The SWC is built on 7000 m2 of private land. There are now cages for the care of animals and the clinic has a minimum equipment. After this, the basic facilities are placed: water, electricity and sewerage. Natural barriers will be created between all facilities. Accommodation for permanent staff will be built at the end. 3000 m2 of land is still needed for growing fruit and vegetables. This is necessary to be self-sufficient in food and to educate people in growing fruit and vegetables in the most sustainable and natural way. This cannot all take place on the same site i.c.w. stress for the animals and risk of diseases.
Learning young is done old
To attract children and young people to the center for education, a skate park and climbing wall have been built. When the children / youngsters come to skate they are unknowingly and consciously involved in the SWC. As a result, their parents will also come to the SWC and with that more and more people will become positively involved with the center and understand the importance of protecting animals. It is of course important that this happens at a young age.
We will grow our own fruit and vegetables to be able to provide food for the animals and employees. For this we will educate locals how to grow vegetables and fruit and ensure stable yields. These people can sell the surpluses on the market. Because this is done in-house, we also know that no pesticides are used and we can safely give it to all animals.
A number of ongoing JAAN projects will be relocated to SWC in the coming year and a half. For example, we have a long-term project in which we take dance monkeys off the street. We have already introduced a ban on dance monkeys in Indonesia. We take care of the ex dance monkeys and give them the medical care they need. The animals are first placed in quarantine and then the process of re-socialization takes place. They learn to be real monkey again and remain under our care until we know that nature will give them an even better life. After this they are released into a safe piece of forest and then remain under surveillance for some time. In a year and a half the dance monkey project will end in Java. This land is all on loan. And that is therefore temporary. If monkeys are still seized on Java, they will be taken care of on Sumatra. The monkeys that are confiscated earlier will immediately start their trajectory in the SWC.

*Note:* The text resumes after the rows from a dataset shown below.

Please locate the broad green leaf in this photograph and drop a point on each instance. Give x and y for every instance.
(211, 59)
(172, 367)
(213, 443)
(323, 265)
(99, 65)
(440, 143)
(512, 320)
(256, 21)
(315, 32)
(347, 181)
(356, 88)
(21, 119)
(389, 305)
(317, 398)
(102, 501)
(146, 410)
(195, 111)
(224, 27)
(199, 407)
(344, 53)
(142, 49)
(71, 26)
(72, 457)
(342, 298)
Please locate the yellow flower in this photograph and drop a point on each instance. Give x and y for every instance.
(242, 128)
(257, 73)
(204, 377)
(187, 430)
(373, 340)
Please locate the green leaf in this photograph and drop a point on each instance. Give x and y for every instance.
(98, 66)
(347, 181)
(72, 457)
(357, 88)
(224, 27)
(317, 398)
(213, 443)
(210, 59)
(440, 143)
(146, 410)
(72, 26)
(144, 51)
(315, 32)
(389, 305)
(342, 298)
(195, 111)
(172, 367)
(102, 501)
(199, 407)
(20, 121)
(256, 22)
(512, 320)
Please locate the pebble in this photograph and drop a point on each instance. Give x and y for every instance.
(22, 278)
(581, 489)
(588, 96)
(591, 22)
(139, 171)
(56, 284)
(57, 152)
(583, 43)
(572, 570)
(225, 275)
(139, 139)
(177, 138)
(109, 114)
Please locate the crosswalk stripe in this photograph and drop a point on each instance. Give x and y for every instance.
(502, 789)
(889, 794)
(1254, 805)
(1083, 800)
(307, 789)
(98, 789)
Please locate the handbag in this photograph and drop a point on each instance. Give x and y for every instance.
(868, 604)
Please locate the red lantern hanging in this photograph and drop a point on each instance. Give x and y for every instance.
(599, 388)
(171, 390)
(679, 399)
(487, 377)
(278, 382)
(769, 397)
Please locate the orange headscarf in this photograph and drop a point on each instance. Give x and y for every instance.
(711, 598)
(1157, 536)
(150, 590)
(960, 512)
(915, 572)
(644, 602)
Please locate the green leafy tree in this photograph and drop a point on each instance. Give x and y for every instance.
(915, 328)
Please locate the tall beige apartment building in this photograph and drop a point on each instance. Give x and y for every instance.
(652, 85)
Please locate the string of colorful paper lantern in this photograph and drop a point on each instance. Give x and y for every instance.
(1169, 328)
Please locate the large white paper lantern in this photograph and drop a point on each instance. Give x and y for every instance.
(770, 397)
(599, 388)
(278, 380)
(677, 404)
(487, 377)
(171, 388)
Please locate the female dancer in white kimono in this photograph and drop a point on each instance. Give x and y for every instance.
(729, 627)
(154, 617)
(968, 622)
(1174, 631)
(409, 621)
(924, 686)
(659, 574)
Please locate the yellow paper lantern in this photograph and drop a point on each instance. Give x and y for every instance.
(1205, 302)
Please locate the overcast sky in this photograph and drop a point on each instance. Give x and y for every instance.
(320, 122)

The SWC is ideal for serving as a knowledge center. In particular the local population will be taught in several areas, including in the field of animal suffering, animal care and the gathering of a different way of income (other than animal trade).
The land where fruit and vegetables are grown will also be used for education, where the local population can learn how the land can be used efficiently (without running out of minerals) and organically (without using pesticides). "Self-sufficiency" is an important word here. The land for growing fruit and vegetables will provide the Sumatra Wildlife Center with the large quantities of "well-grown" vegetables but also the residents / employees who are committed to JAAN. They too can provide themselves with fruit and vegetables through the soil.